COMMENTARY: Take time to enjoy and thank others

Karl Laves

While the intensity, if not the hubris of March Madness may have been a distraction, you now face a very serious deadline in your life, and no amount of merrymaking will cause it to disappear. I am talking about the end of another school year, which for some also means the end of a college career.

And if American society isn’t bad enough at most pro-social behaviors, we really stink at the sacred exchange of emotions so commonly referred to as saying goodbye.

People come in and out of your life for the duration of your life. Whether painful or pleasant, this will happen time and time again between now and the day you leave this world.

Ready or not, it will come. So I would encourage you to start now — honing your skills at saying goodbye. Make a list of all the people who helped you out while you were here at WKU and commit to the idea of telling them goodbye.

Maybe it is the lady that took your cash or ran your card each day at lunch. Maybe it is the guy that cleaned the lockers, the library or the food court. You might want to say goodbye to the people you know at the ticket counter or the Preston Center. There might be a professor, a coach, a tutor or a lab partner that needs to hear from you.

Despite what we see on most any television channel today, truly happy people are not rich, popular or have clever (not) nicknames like Snookie. Truly happy people have friends. And to have friends, you have to express yourself. You have to let people know you appreciate them. It does as much for your ego as it does for their egos.

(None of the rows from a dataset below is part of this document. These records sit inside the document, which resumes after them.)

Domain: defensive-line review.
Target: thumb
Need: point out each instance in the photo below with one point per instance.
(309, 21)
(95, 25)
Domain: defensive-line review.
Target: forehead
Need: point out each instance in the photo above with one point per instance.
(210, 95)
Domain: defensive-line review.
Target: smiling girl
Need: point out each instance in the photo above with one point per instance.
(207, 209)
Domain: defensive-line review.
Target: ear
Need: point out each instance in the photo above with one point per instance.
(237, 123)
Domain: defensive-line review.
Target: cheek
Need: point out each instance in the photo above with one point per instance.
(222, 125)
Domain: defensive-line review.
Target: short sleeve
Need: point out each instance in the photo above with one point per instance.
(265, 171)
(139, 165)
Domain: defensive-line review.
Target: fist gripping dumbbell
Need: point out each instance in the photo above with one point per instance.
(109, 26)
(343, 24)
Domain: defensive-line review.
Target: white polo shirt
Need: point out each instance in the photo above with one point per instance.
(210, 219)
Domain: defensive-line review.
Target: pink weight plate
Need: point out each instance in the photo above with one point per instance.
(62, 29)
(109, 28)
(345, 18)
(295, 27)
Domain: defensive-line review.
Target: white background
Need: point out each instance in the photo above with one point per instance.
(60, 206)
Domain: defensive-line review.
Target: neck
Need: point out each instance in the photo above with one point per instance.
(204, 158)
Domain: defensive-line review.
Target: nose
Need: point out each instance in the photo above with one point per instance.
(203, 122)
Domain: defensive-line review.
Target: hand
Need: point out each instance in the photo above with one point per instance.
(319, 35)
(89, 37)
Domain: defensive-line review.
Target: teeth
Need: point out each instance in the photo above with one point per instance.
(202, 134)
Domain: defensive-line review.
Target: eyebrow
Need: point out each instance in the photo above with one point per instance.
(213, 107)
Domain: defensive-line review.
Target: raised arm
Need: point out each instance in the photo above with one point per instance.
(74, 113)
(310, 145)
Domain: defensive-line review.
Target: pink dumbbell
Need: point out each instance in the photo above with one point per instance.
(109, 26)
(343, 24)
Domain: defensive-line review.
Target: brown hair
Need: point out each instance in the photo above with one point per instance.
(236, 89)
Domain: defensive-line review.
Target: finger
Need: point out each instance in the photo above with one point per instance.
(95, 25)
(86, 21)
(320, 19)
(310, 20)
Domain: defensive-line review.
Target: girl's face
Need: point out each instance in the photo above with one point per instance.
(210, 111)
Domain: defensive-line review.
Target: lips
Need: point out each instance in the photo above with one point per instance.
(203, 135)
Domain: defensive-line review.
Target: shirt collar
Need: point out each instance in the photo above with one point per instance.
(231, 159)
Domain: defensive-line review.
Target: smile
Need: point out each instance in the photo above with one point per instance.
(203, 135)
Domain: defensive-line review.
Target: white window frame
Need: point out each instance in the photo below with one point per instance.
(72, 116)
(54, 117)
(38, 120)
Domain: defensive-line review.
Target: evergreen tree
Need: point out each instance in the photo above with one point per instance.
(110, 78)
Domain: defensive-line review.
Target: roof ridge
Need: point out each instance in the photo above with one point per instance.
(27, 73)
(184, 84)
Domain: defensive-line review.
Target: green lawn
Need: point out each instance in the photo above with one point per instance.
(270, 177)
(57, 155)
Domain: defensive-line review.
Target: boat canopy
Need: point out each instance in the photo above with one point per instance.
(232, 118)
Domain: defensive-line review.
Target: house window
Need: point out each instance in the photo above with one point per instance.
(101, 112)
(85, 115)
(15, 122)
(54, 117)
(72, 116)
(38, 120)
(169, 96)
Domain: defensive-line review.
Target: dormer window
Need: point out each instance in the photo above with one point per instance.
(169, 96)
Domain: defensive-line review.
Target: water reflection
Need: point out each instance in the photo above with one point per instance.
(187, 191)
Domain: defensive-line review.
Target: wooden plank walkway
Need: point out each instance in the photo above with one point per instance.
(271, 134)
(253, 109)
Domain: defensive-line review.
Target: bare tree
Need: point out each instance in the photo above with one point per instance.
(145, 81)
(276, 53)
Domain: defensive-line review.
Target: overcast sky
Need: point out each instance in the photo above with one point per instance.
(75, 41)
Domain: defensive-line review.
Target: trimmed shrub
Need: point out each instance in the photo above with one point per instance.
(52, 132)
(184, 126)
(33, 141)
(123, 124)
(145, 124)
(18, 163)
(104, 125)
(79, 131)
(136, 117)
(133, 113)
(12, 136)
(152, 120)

Don’t get caught up in the hype and the rush at the end of the semester. Americans stink at closure. Take some time to say goodbye to the people that make up the memories you will carry of WKU. Because in the end when we are facing Mr. Death (and all the years between now and then), all we really have are the stories in our head of the people we like and the people that liked us. Do yourself a favor this semester. While you are busy with all the other end-of-term stuff (degree plans, paying fines, lifting holds, getting your robes, checking out of your room, hall and/or apartment), take some time to tell people goodbye.